The authority’s political leadership has said for the first time that a sweeping business transformation programme may result in staff being forced out. Previously, council leaders were confident that all threatened posts could be identified through voluntary redundancy.
Deputy council leader Paul Tilsley said the ten-year business transformation project, which will generate savings of £1.5 billion largely in investment in IT, was the envy of local authorities throughout the country. But, when challenged about the impact on employment, Coun Tilsley (Lib Dem Sheldon) admitted fewer administrative staff, including clerks and finance officers, would be needed.

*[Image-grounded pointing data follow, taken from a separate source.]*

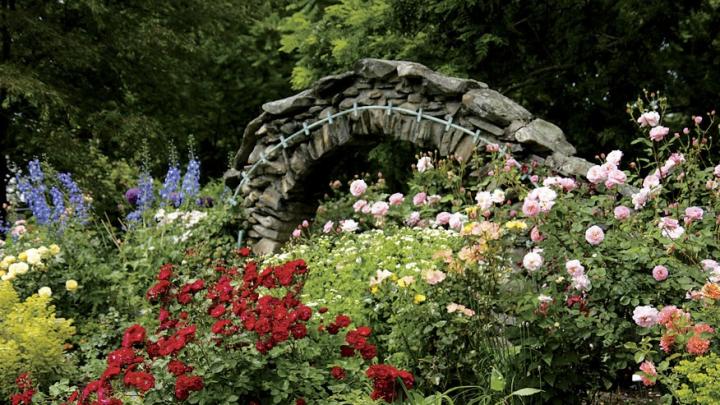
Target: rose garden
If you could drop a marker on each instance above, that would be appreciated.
(390, 234)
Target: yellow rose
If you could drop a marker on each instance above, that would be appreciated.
(18, 268)
(45, 292)
(71, 285)
(33, 256)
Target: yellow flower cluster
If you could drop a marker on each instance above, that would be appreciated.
(31, 337)
(11, 266)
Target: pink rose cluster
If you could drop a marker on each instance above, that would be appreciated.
(576, 270)
(539, 200)
(608, 173)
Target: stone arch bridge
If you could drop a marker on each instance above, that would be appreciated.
(288, 148)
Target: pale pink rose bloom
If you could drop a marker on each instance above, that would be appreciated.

He told a full council meeting: “We won’t need so many working in the back office, we won’t need so many accountants. The reality is there will be a change in profile of people we employ over a period of time. There will be a reduction in jobs. What I can’t say is there won’t be any compulsory redundancies. We have been able to manage our workforce looking into the future but can’t give that commitment.”
One area for cuts is finance where the new Voyager computer system has enabled invoices to be paid electronically.
Voyager, which crashed when installed in late 2007 resulting in a backlog of 30,000 unpaid bills, had teething problems but is on course to save £46 million this year and £625 million by 2018, Coun Tilsley said. The council had expected business transformation to lead to at least 700 jobs lost in a ten-year period.
Coun Tilsley defended business transformation: “Birmingham is a leader. No other local authority is committed to such a radical and nationally-acclaimed transformation programme as the one that we are undertaking.”
But Councillor James Hutchings (Con Edgbaston) said language used in reports was “deceitful”. Some savings being suggested were “on paper only”.
Opposition Labour group’s Ian Ward said: “There are problems with business transformation. Budgets are being squeezed, resulting in cuts in services.”